While the Morrison Government is committed to expanding youth services and reducing youth suicide, practical questions remain to be answered. Specifically, do we have: a viable clinical model; the necessary multidisciplinary workforce and team-based funding structures; health system capability and integration of key acute and ongoing service settings; regional planning, governance and service commissioning capability; and health information technology infrastructure to enable personal and system-level data tracking and integration?
All of these elements are necessary for the delivery of the highly personalised and measurement-based care model we propose in the Supplement that accompanies this issue of the MJA. Although this novel, technology- enabled care model for youth mental health
has many evidence-based components and has been co-designed with young people and their families, as seen in the Project Synergy trials, it remains to be demonstrated whether, compared with either existing child and adolescent or adult service models, it results in improved clinical and social outcomes. If this youth model of care is more effective, the challenge will be to deliver it at sufficient scale to have real population-level impacts in regions where specialist clinics are not available, so that it connects with populations who are at high risk or traditionally under- represented in care.

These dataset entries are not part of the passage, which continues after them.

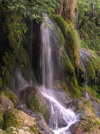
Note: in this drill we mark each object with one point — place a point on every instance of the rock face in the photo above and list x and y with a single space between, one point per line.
1 117
89 123
35 100
19 119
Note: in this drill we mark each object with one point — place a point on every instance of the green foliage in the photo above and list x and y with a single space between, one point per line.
89 23
62 24
14 10
1 117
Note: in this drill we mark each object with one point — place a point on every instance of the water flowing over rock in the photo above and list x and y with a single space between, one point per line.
61 118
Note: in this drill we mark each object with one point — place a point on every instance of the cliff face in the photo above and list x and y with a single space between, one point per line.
75 71
67 9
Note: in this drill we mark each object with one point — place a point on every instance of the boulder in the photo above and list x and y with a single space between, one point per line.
89 123
1 117
21 121
10 95
35 100
5 102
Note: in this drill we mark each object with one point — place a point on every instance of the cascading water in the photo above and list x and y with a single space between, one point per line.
84 59
61 118
46 57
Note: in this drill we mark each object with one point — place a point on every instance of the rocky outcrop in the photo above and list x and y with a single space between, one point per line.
35 100
88 123
19 119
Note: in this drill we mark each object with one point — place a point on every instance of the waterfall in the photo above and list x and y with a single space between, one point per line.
61 118
84 59
46 55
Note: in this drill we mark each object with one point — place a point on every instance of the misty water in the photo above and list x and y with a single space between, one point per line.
61 118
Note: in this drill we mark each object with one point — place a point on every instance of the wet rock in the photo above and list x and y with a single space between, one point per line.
19 119
35 100
10 95
5 102
1 117
89 123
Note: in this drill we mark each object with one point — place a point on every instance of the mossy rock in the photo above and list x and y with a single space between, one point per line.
1 117
89 123
72 47
8 79
13 130
5 102
1 82
23 58
9 94
2 132
35 101
74 88
19 119
62 24
66 63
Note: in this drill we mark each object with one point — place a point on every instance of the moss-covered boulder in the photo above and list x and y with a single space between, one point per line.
1 117
1 82
62 24
2 132
23 130
35 100
10 95
19 119
6 102
91 65
89 123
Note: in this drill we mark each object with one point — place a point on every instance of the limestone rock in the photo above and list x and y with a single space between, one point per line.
89 123
19 119
1 117
35 100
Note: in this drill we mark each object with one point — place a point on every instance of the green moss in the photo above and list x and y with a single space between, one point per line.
62 24
86 129
11 119
86 102
35 129
90 70
60 36
74 88
68 67
8 93
1 117
36 102
72 47
1 82
8 79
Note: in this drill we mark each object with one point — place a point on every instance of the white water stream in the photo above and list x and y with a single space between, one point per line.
61 118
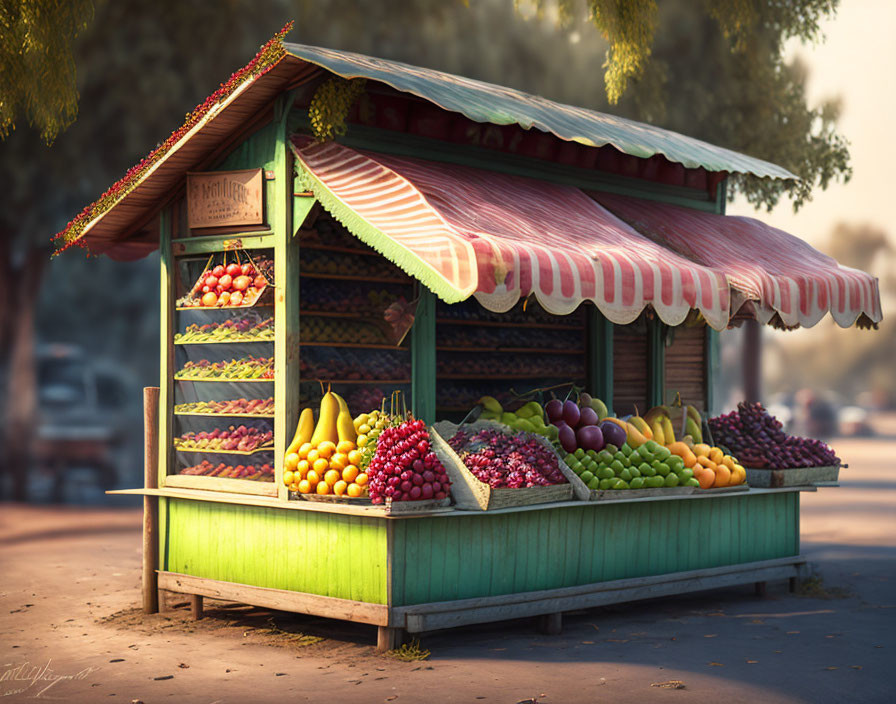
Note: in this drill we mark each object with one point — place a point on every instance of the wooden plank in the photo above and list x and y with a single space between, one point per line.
166 356
241 486
149 579
423 356
214 243
656 364
425 617
255 546
297 602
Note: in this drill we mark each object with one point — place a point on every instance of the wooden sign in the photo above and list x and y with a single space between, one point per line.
224 198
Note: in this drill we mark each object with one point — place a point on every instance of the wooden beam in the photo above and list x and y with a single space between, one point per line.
656 362
166 358
297 602
423 356
150 581
448 614
600 357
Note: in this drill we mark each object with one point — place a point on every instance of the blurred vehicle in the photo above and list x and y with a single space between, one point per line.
80 417
855 422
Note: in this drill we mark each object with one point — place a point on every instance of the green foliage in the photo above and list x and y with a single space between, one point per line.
330 105
37 65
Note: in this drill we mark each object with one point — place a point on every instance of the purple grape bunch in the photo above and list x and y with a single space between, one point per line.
758 440
507 461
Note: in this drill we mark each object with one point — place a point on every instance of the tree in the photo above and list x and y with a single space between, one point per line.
143 65
37 65
715 70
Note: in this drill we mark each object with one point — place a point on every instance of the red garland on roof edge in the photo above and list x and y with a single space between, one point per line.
264 60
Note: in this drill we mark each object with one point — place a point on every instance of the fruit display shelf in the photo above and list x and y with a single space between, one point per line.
206 451
236 408
353 345
224 415
510 350
224 380
266 304
351 382
505 324
338 249
356 277
223 342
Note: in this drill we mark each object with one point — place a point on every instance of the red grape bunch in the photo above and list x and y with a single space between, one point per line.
758 440
507 462
404 467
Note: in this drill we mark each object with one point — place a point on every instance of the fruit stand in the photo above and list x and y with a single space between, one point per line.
402 370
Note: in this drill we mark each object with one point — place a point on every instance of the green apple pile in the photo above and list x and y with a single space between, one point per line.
651 466
528 418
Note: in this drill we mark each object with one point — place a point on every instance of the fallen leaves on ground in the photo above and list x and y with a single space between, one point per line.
669 684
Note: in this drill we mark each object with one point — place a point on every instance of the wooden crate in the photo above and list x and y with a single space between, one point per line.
473 495
796 476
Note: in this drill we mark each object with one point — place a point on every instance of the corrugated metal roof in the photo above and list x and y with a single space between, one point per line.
487 102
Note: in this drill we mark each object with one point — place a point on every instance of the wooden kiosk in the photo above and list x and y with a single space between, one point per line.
243 182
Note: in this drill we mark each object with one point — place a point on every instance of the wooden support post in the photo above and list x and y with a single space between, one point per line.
551 624
423 356
196 606
600 357
752 360
150 503
656 362
388 638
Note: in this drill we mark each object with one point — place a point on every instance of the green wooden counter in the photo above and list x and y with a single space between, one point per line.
447 568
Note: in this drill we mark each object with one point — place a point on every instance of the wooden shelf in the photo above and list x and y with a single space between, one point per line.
358 346
221 342
357 381
345 277
228 381
254 305
334 248
329 314
505 324
223 415
508 350
501 376
268 448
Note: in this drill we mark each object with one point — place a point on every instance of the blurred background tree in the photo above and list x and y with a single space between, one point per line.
714 71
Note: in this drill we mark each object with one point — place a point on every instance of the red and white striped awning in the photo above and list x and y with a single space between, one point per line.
463 231
779 273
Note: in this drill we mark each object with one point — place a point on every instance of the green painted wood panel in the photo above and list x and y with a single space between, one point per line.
481 555
304 551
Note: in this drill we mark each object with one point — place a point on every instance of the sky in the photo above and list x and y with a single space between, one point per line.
857 61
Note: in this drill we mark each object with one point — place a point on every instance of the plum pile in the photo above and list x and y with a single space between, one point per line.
404 467
507 461
758 440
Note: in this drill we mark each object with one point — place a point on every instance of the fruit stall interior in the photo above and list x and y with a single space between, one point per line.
352 301
505 355
223 411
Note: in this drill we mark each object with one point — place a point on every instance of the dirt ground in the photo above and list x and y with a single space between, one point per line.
70 629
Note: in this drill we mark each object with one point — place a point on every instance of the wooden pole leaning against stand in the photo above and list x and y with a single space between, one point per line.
151 503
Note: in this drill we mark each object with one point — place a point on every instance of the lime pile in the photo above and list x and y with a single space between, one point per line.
651 466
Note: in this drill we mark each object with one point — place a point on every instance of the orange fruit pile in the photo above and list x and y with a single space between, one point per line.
328 469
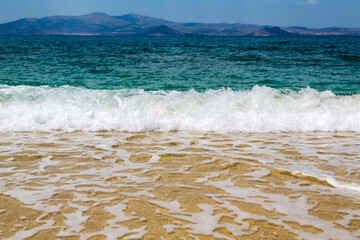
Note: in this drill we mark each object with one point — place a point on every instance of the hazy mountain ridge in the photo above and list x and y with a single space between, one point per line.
135 24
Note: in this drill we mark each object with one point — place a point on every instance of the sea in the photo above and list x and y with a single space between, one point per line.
179 137
221 84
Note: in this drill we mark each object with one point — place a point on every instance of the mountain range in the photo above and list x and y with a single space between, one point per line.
135 24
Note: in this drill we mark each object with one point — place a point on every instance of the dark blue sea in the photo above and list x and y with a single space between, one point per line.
220 84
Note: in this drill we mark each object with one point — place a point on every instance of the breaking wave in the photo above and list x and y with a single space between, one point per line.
261 109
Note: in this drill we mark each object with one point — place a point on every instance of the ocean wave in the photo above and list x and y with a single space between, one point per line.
261 109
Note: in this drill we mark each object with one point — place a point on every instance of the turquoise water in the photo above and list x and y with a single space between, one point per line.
182 63
220 84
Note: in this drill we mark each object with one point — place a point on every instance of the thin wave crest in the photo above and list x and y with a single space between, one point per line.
261 109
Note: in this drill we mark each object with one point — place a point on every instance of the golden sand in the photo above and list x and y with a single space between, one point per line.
189 185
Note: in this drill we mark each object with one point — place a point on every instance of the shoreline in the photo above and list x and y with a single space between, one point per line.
126 185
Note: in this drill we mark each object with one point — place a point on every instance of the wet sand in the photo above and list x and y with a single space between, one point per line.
179 185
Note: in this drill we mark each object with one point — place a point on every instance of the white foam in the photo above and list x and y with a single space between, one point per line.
262 109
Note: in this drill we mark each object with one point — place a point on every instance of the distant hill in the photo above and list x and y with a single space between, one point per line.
273 32
135 24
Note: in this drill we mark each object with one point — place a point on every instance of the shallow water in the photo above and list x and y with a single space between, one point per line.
179 184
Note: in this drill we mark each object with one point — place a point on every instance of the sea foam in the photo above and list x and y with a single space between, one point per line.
261 109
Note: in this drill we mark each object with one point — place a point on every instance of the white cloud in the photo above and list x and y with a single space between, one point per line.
309 2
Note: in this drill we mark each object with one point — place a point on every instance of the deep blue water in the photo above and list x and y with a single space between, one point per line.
220 84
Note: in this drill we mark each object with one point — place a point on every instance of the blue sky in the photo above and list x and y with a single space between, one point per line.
308 13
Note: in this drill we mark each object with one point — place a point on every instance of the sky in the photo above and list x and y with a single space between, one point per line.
307 13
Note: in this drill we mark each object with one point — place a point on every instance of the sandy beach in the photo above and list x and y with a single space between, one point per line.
179 185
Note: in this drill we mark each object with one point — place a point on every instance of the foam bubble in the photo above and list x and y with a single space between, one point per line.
262 109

Substantive clinical innovations over the past decade have led to the concept of highly personalised and measurement-based care (Supporting Information). The highly personalised component is achieved through the integration of three core concepts: assessing multidimensional domains of morbidity and function; clinical staging; and mapping pathophysiological pathways across development, from childhood, through adolescence and into early adulthood, as well as illness trajectories. The measurement- based care components is achieved by linking individual care to the use of more sophisticated real-time health information technologies that can enhance immediate and continuous clinical decision-making (see Chapter 5 of the accompanying Supplement).
The first of these innovations is the development of a more sophisticated, multidimensional approach to clinical and functional assessment. This approach provides a more accurate basis for comprehensive treatment planning. It incorporates the domains of social and occupational function; self-harm, suicidal thoughts and behaviours; alcohol or other substance misuse; physical health; and progression of illness trajectories, and requires the development of multidisciplinary teams that can deliver the range of interventions needed (see Chapter 4 of the accompanying Supplement).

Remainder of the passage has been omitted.